Bogged down by legacy systems and stringent regulations, it's difficult for those in the industry to experiment with and implement new technologies that will ultimately improve operations and service. Connected devices are changing this dynamic as air carriers start to jump on the Internet of Things (IoT) revolution with the introduction of smart unit load devices (ULDs).
While the industry previously relied on inaccurate (and time-consuming) manual tracking processes, innovative ULD technology allows full visibility into the status of shipments with seamless, real-time updates.
From inclement weather to security issues, there are a number of challenges that can impact the delivery of packages or change the intended route from point A to point B. IoT helps air carriers take all the necessary information into account to better manage and route shipments, while providing customers with the most updated information.
But IoT isn't just a one-and-done solution.
Air transport companies must implement supporting technologies that connect all the moving parts and ensure critical information doesn't get lost in flight. Creating an efficient IoT strategy requires smarter data connections, stronger security, and a foolproof back-up plan.
Create connections with third-party data for real-time analysis and efficient routing
There's no doubt that IoT devices enable smarter tracking of shipments; but air carriers can take this a step further by leveraging applications that synchronize and exchange critical logistics data from third-parties as well. This can include insight on weather conditions, Traffic Flow Management Systems (TFMS) and even logistical data from specific aircrafts or airports.
Gaining an accurate picture of the status of deliveries requires more than just looking at the location of a shipment and estimating the time of arrival.
By leveraging third-party data along with their real-time IoT insight, air carriers can get more strategic about package routes. Take, for example, a shipment in Kansas City that needs to get to New York City.
If the logistics company integrates weather data, they will immediately recognize the big snow storm due to hit Missouri in the next day. From there, the system can optimize the intended route options, prompting an administrator to put the package on a truck headed toward Illinois-and ship it on the next flight out of Chicago.
Without this smart integration of third-party data, the package may have been stuck in Kansas City for days, resulting in massive delivery delays and frustrated customers.
Beyond improving customer satisfaction, taking a data-driven approach to managing shipments can allow the air transport industry to refine their operations and ultimately become more efficient in how they route packages.
Padding IoT devices and applications with smart security features
Cybersecurity is a top concern for companies implementing IoT devices. With their ability to host and share so much data, it's not just important to protect the storage aspects of connected devices, but also to keep data safe as it moves between systems.

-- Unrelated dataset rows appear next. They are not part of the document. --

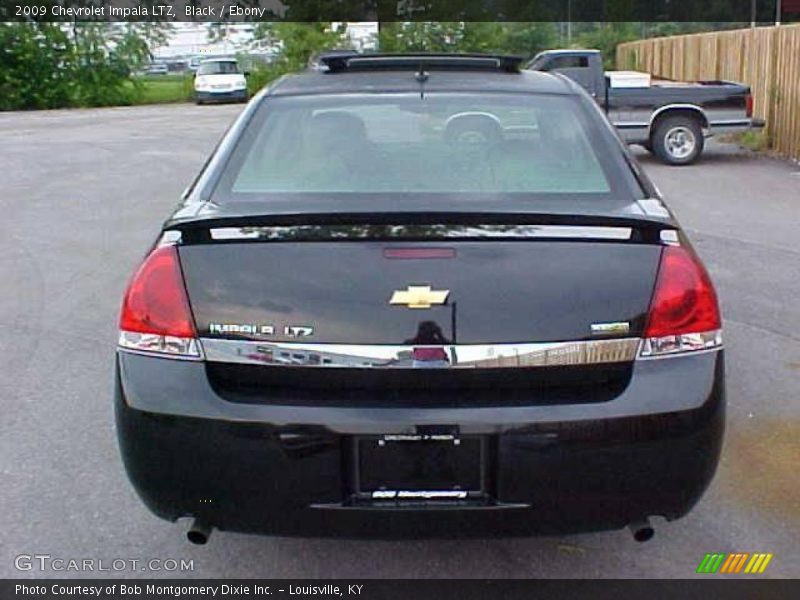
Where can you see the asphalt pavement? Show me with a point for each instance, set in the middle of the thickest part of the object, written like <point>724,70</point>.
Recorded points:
<point>83,193</point>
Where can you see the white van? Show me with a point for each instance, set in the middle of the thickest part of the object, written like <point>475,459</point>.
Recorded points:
<point>219,80</point>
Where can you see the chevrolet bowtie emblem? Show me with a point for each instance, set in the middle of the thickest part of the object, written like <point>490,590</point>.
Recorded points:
<point>419,296</point>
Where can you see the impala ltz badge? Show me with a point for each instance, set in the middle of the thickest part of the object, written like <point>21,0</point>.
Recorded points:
<point>257,329</point>
<point>419,296</point>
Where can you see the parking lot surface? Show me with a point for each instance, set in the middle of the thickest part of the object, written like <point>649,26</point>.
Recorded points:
<point>83,193</point>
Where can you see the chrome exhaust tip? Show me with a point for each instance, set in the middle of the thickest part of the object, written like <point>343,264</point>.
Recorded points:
<point>198,533</point>
<point>642,531</point>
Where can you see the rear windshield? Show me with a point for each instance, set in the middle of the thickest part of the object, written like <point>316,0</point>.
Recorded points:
<point>218,68</point>
<point>403,143</point>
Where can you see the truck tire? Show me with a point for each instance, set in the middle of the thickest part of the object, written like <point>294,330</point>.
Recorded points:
<point>678,140</point>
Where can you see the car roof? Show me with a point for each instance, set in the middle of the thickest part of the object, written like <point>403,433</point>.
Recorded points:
<point>570,51</point>
<point>372,81</point>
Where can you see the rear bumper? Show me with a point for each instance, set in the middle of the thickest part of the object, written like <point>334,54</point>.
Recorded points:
<point>274,474</point>
<point>732,127</point>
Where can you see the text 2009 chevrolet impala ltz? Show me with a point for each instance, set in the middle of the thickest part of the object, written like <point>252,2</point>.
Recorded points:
<point>420,295</point>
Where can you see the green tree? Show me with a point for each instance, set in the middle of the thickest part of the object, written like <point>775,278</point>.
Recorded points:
<point>35,66</point>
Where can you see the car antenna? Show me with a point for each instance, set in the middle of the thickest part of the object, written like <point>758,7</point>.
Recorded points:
<point>422,77</point>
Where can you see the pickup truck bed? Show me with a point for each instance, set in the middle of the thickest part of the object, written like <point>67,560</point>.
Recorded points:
<point>669,118</point>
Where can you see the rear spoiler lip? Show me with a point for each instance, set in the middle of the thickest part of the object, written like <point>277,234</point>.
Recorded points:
<point>418,218</point>
<point>199,231</point>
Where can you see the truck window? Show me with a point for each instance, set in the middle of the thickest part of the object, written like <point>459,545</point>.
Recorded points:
<point>566,62</point>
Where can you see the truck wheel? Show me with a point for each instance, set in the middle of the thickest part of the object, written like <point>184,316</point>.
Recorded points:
<point>678,140</point>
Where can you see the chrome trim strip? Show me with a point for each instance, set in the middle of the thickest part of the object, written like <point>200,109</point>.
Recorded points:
<point>462,356</point>
<point>279,233</point>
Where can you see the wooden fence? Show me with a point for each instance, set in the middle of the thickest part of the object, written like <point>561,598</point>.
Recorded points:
<point>765,58</point>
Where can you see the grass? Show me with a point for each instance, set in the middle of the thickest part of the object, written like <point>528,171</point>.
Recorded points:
<point>757,141</point>
<point>161,89</point>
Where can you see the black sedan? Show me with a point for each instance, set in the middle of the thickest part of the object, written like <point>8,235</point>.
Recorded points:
<point>420,296</point>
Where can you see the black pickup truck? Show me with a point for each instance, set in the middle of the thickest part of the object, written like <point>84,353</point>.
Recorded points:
<point>670,119</point>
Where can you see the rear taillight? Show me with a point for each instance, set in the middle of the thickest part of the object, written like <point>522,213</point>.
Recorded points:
<point>155,313</point>
<point>684,314</point>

In the air transport industry, specifically, logistics companies have pools of sensitive information at their fingertips, making it even more critical that data is not intercepted and compromised while in transit.
By using Transmission Control Protocol (TCP) connections between all their IT applications, air carriers can ensure important data is fully protected while it moves back-and-forth between all the necessary systems. In other words, every device and system will require authentication before it can send or receive messages, and every message will remain fully encrypted while in transit.

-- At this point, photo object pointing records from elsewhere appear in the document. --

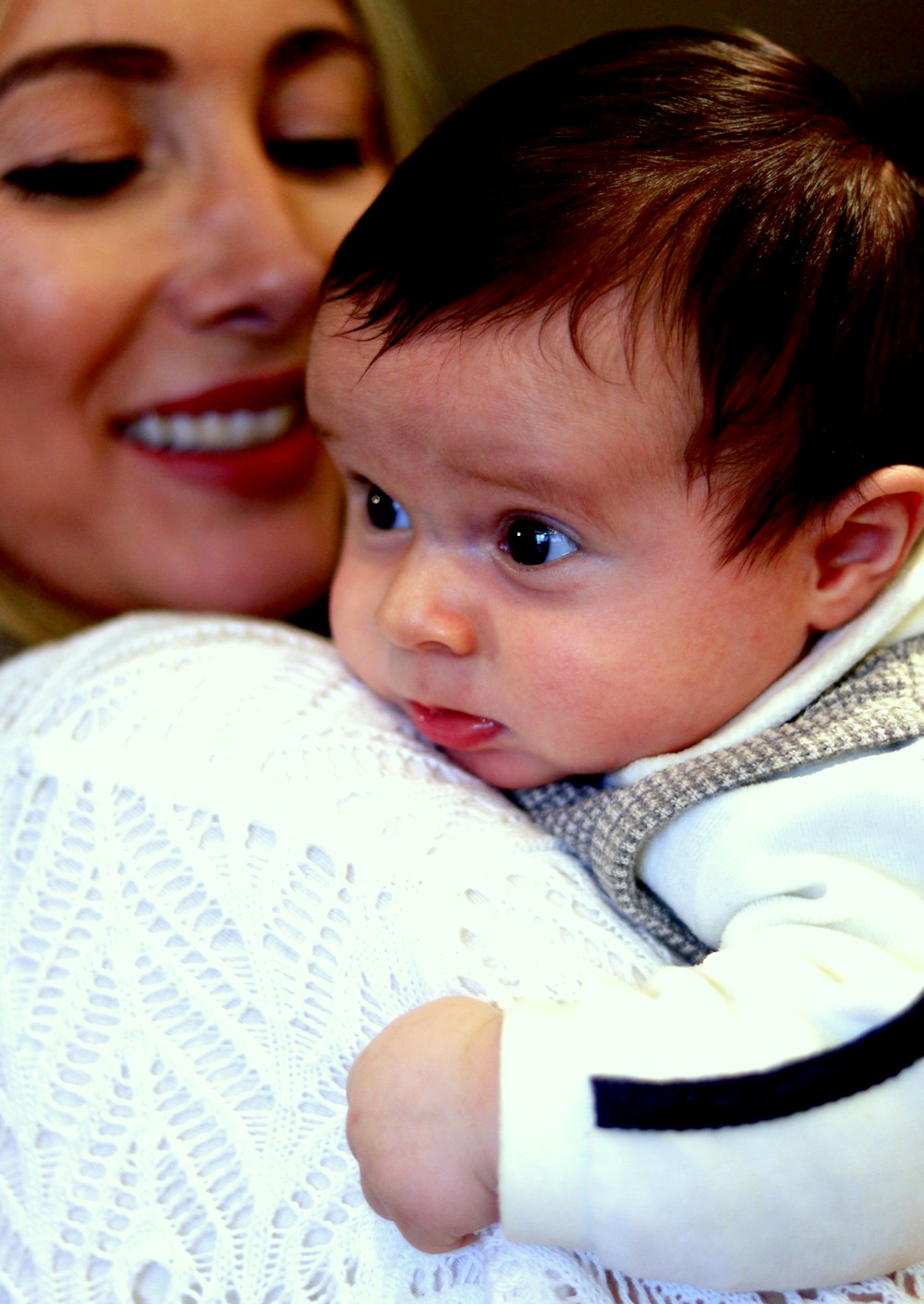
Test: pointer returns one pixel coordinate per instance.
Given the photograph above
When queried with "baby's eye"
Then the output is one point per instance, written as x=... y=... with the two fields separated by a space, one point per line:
x=316 y=155
x=384 y=513
x=73 y=179
x=533 y=542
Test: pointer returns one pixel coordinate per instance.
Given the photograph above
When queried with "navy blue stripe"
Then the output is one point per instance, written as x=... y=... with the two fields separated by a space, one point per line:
x=727 y=1103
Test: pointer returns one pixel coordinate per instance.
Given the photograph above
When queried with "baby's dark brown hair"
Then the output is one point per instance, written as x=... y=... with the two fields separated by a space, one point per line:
x=733 y=186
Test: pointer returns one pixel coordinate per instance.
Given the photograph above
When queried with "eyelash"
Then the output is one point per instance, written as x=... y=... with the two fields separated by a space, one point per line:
x=97 y=179
x=69 y=179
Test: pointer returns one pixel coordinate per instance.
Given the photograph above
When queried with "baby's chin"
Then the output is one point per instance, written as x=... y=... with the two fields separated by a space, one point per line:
x=507 y=768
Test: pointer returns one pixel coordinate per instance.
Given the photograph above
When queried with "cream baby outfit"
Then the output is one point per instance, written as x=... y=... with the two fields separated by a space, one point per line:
x=225 y=868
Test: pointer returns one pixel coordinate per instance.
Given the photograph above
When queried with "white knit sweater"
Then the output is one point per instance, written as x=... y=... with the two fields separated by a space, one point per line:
x=225 y=868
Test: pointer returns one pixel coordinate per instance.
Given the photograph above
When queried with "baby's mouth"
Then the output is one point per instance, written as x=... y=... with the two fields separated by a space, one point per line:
x=455 y=730
x=213 y=432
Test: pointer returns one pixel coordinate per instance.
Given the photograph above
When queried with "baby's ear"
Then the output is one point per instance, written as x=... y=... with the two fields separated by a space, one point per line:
x=863 y=540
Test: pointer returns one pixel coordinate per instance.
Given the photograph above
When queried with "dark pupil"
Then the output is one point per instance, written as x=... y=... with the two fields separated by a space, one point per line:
x=381 y=508
x=528 y=542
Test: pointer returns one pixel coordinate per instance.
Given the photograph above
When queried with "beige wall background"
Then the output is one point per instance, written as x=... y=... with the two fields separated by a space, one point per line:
x=876 y=46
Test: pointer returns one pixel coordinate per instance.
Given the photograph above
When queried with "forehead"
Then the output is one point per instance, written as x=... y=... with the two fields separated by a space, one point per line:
x=213 y=29
x=508 y=392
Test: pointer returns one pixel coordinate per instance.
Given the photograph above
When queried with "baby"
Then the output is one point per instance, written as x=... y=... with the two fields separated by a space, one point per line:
x=622 y=372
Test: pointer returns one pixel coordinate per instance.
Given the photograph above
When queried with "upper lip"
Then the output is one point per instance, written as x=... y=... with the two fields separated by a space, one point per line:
x=253 y=394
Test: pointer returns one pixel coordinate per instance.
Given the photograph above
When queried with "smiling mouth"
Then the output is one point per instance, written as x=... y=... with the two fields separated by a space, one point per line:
x=213 y=432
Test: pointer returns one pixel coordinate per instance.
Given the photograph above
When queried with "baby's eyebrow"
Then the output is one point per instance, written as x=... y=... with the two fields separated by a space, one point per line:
x=121 y=62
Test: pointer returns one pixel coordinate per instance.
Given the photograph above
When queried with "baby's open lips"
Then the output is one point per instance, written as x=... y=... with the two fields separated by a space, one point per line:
x=453 y=729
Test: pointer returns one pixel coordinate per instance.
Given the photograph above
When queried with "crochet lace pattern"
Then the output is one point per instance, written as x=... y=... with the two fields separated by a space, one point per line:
x=222 y=876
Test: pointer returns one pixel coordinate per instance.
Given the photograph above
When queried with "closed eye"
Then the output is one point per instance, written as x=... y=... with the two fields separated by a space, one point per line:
x=73 y=179
x=316 y=155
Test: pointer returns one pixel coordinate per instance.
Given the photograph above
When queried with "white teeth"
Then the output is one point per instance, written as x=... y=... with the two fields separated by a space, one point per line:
x=212 y=432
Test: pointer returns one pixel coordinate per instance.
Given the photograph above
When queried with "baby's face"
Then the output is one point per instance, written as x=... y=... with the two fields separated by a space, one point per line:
x=527 y=571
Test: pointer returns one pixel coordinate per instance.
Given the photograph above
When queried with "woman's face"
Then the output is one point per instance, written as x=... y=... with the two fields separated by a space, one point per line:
x=175 y=177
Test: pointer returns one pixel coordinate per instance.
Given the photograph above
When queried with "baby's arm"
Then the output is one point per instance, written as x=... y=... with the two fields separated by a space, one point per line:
x=422 y=1122
x=826 y=951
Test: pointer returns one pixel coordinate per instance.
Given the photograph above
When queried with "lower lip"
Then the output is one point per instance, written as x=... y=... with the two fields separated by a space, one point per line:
x=273 y=469
x=453 y=729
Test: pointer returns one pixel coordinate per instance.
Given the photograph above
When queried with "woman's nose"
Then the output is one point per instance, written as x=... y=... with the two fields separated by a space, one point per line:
x=425 y=608
x=251 y=257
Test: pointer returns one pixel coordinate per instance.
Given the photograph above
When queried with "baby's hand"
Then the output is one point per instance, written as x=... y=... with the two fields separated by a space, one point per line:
x=422 y=1122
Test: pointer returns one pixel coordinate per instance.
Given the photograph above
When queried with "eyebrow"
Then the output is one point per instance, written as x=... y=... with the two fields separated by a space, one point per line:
x=121 y=62
x=133 y=63
x=308 y=46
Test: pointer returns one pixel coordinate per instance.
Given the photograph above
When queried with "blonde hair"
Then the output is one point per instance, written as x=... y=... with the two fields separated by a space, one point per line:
x=410 y=95
x=412 y=102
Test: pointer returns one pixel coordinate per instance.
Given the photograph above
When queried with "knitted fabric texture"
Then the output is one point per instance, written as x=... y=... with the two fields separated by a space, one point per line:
x=225 y=868
x=880 y=704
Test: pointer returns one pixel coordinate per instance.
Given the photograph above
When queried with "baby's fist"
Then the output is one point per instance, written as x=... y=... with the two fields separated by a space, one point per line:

Cybersecurity is obviously a big concern across industries, but logistics companies have unique challenges and must ensure sensitive information about flights and potential issues is only seen by relevant parties.

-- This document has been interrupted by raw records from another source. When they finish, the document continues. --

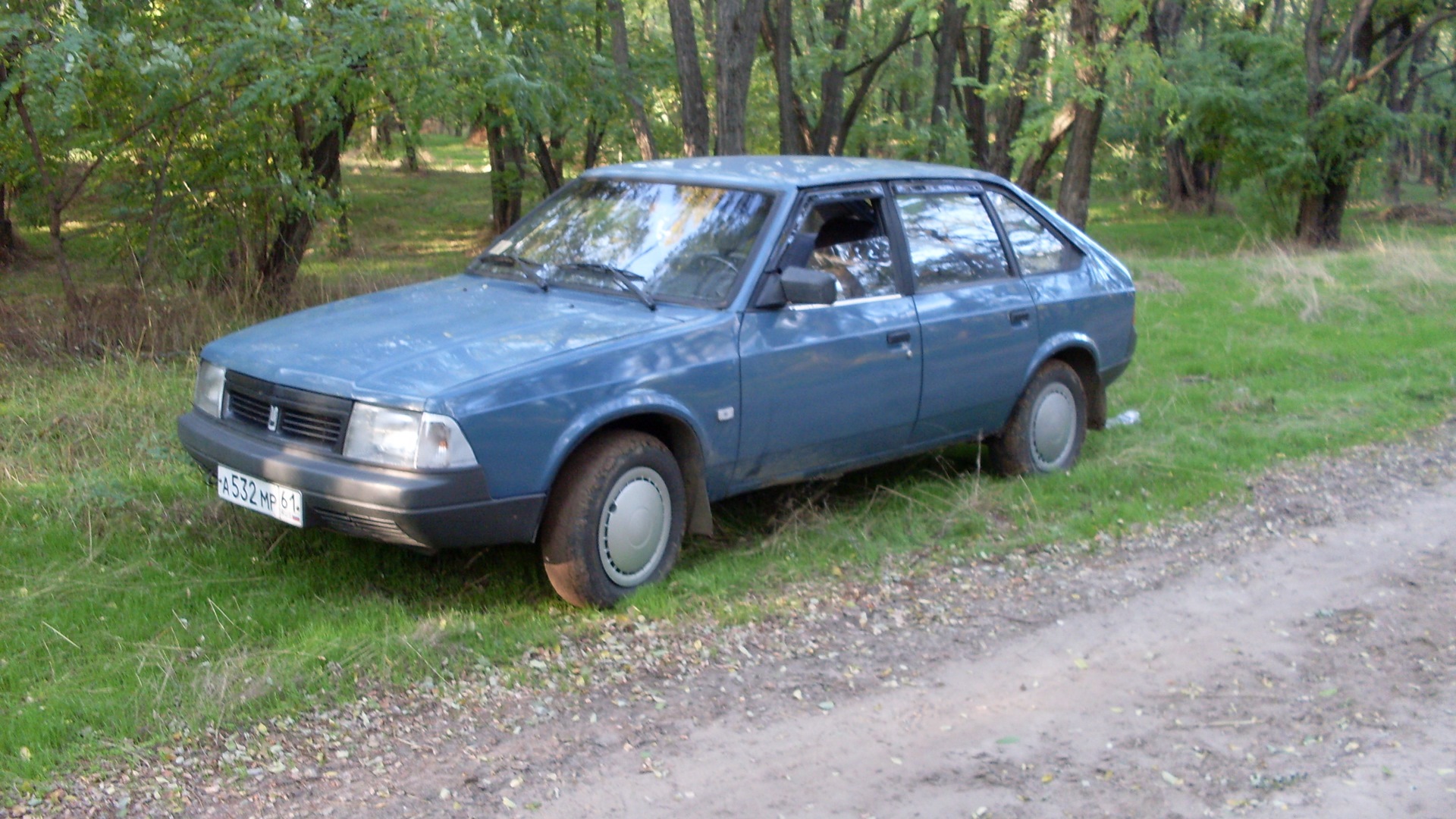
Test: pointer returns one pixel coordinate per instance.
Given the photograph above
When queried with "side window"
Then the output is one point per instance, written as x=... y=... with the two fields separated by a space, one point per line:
x=849 y=241
x=952 y=240
x=1037 y=248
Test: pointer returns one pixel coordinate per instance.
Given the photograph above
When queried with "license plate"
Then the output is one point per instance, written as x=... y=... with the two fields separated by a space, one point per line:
x=261 y=496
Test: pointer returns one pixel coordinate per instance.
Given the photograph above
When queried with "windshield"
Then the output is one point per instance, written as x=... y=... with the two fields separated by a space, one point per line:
x=677 y=242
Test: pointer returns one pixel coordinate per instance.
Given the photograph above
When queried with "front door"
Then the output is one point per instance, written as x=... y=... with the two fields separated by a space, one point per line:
x=832 y=385
x=977 y=316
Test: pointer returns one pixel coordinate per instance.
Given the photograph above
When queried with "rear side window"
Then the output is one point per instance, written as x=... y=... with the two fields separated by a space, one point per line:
x=1037 y=248
x=952 y=240
x=849 y=242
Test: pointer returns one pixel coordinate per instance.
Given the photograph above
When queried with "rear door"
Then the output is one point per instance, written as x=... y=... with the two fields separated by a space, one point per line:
x=830 y=385
x=1050 y=264
x=977 y=316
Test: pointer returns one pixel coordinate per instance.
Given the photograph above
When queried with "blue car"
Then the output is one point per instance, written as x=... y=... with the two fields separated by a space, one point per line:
x=660 y=335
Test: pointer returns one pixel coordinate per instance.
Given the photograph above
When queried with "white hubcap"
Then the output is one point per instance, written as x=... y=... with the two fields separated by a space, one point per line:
x=1053 y=426
x=635 y=526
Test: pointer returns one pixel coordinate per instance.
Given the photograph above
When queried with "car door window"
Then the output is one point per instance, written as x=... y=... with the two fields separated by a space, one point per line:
x=851 y=243
x=1037 y=248
x=952 y=240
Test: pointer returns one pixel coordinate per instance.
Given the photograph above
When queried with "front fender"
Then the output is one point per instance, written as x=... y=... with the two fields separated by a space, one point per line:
x=626 y=406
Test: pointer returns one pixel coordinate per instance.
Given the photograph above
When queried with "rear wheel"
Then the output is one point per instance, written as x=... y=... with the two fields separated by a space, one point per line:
x=1047 y=426
x=615 y=519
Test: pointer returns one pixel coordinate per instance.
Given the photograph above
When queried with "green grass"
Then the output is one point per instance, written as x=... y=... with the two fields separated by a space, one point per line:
x=136 y=605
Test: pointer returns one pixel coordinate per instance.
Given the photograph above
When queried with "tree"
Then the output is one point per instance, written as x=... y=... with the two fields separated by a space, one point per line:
x=696 y=127
x=1343 y=123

Incorporate smart backup capabilities to ensure nothing goes missing during a disconnect
The truth is that technology isn't always going to operate completely as planned. A smart IoT strategy isn't just about making the right connections while everything is running smoothly; it's also about ensuring nothing gets lost when there's a disconnect.
Oftentimes when any device or system suddenly suffers an outage, everything comes to a screeching halt. This means that important connections are missed, but it can also create even bigger problems once things are back up-and running.
Air carriers need a failsafe way to combat this from happening. By equipping connected devices with smart applications that securely hold onto important data during a disconnect (and ensure a smooth flow of information once systems are running), air carriers can create a foolproof IoT strategy that is efficient even when it's down for a short period of time.
The air transport industry is quickly adopting connected ULDs; but IoT alone won't solve every issue for air carriers. To develop a strong IoT implementation that allows real-time tracking and management of shipments, companies must pad their devices with supporting technologies that ensure the right information gets where it needs to go, rain or shine.